Besides fewer cavities , would there be a difference in other illnesses whose vectors pass through the mouth?
CyclePath I agree, the scratch pads and cleaning brushes go in with every wash. Are we just real aware or OCD, LOL
Jul 27, 2011 07:12AM Annabella58 wrote:
in teresting thread, ladies.
I went to sloan Kettering for answers...bs and ps and onc. all say "no, no need unless you have pre existing heart condition or mitral valve or joint replacement issue."
Dentist confirmed...in fact, all drs. looked at me like I was nuts.
Hope that helps.
I microwave my sponge daily and always sterilize toothbrush weekly, as well as replace on monthly basis.
Jul 27, 2011 10:18AM SusansGarden wrote:
My PS wants me on antibiotics for every dental visit soley because of the implants . I'm leaning towards not complying. That would mean I would be on a course of antibiotics a minimum of twice per year (cleanings) ~ god forbid I need a crown which requires several visits! Thanks otter, for the research too.
So I would assume even some breast augmentation patients are being told this?
And first thing I'm going to do when I get home is stick our toothbrushes in a bleach solution!! (We have the sonicare so can't put them in the dishwasher. :(
Jul 27, 2011 10:23AM - edited Jul 27, 2011 10:24AM by apple
love the sonic care toothbrush.. I bleach our toothbrushes regularly.. (not full strength),, and put a lot of things thru the dishwasher altho presently there is no room for anything but dishes.. so I put sponges thru the clothes washer on the bleach load.
My onc. told me 'no dental work while you are xeloda.. you might be prone to bleeding.. but just call me and I'll talk to your dentist... how's that for helpful? I love that onc.
Jul 27, 2011 11:16AM SusansGarden wrote:
Interesting, Sue. I saw that mentioned somewhere else too. I'll have to look into that.
Jul 27, 2011 11:59PM - edited Jul 28, 2011 12:00AM by sas-schatzi
I had an augmentation in 1980 and was never told to permed, Of course may have not told some dentists either.
Anniealso--------It's only certain heart things like pig valve I believe. I used tobe an ACLS and BLS instructor. Our statndard comment regarding the American Heart Association was "what are we teaching this year" LOL.
I think it's good we get this info out re: toothbrush care. You wouldn't believe some of the bugs DS cultured. One person had pseudomonas on their brush UGH, bad bug.
Jul 28, 2011 01:44PM Annabella58 wrote:
ugh, I agree....new toothbrushes ev. month for our household!

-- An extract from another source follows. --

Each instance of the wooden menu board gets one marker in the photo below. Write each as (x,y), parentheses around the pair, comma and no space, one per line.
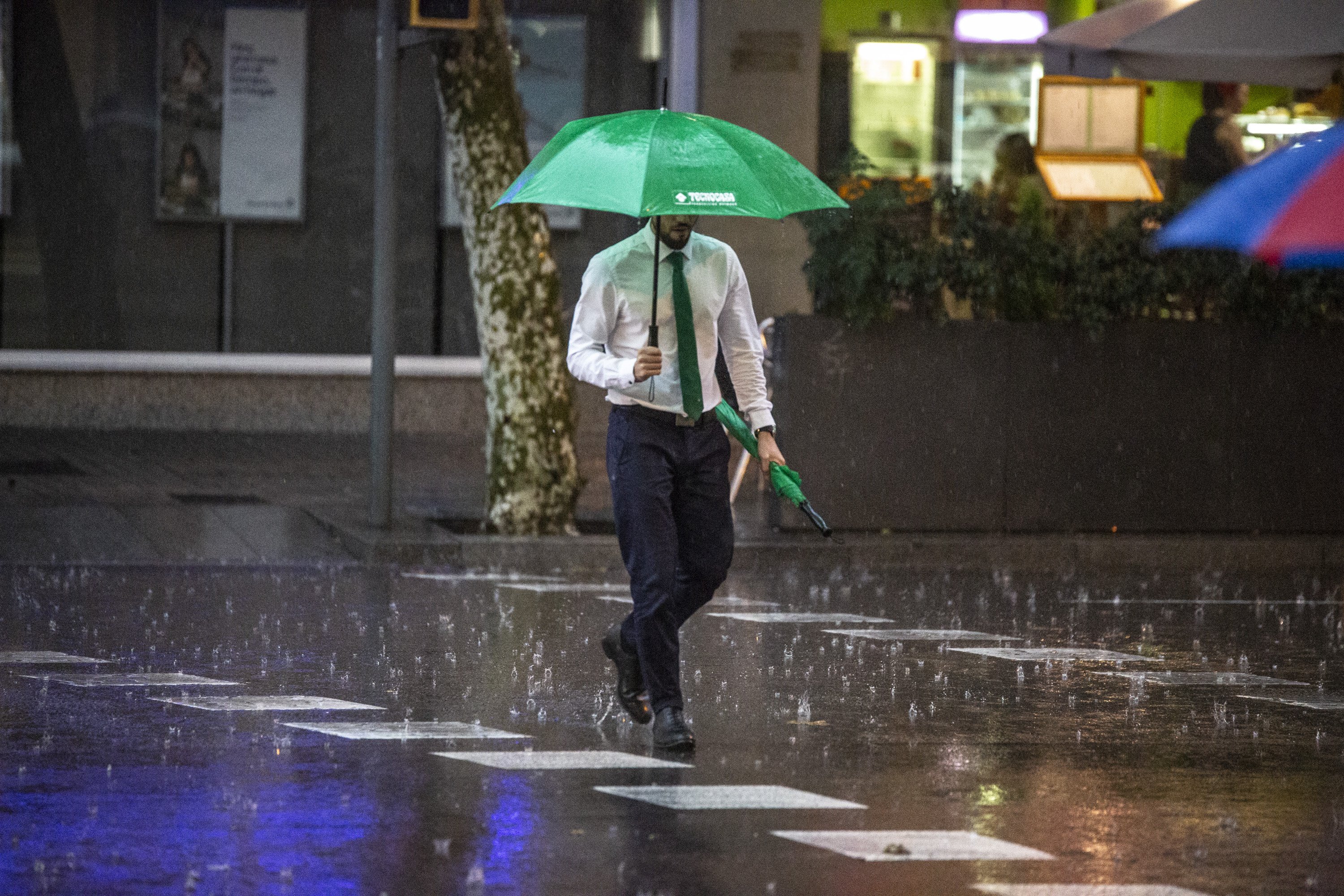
(1090,140)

I don't even like to keep them in the bathroom!
I think you are right on the pig valve thing. I did ask my dentist (endodontist, actually, as I was having a root canal) and he said it's CYA thing that many dentists do. Not necessary, as he gave a detailed explanation of why the bacteria cannot get out. It is contained within the tooth and the roots are cauterized. It would be a very long shot, but again, it's a litigious society we live in.
Yes, he had some augmentation patients requests antibiotics. I requested them from him, but he said no. So did my GP.
Still makes me a bit nervous, but since spontaneous loss of implants from dental procedures is a myth, according to my onc, then I guess I'm OK.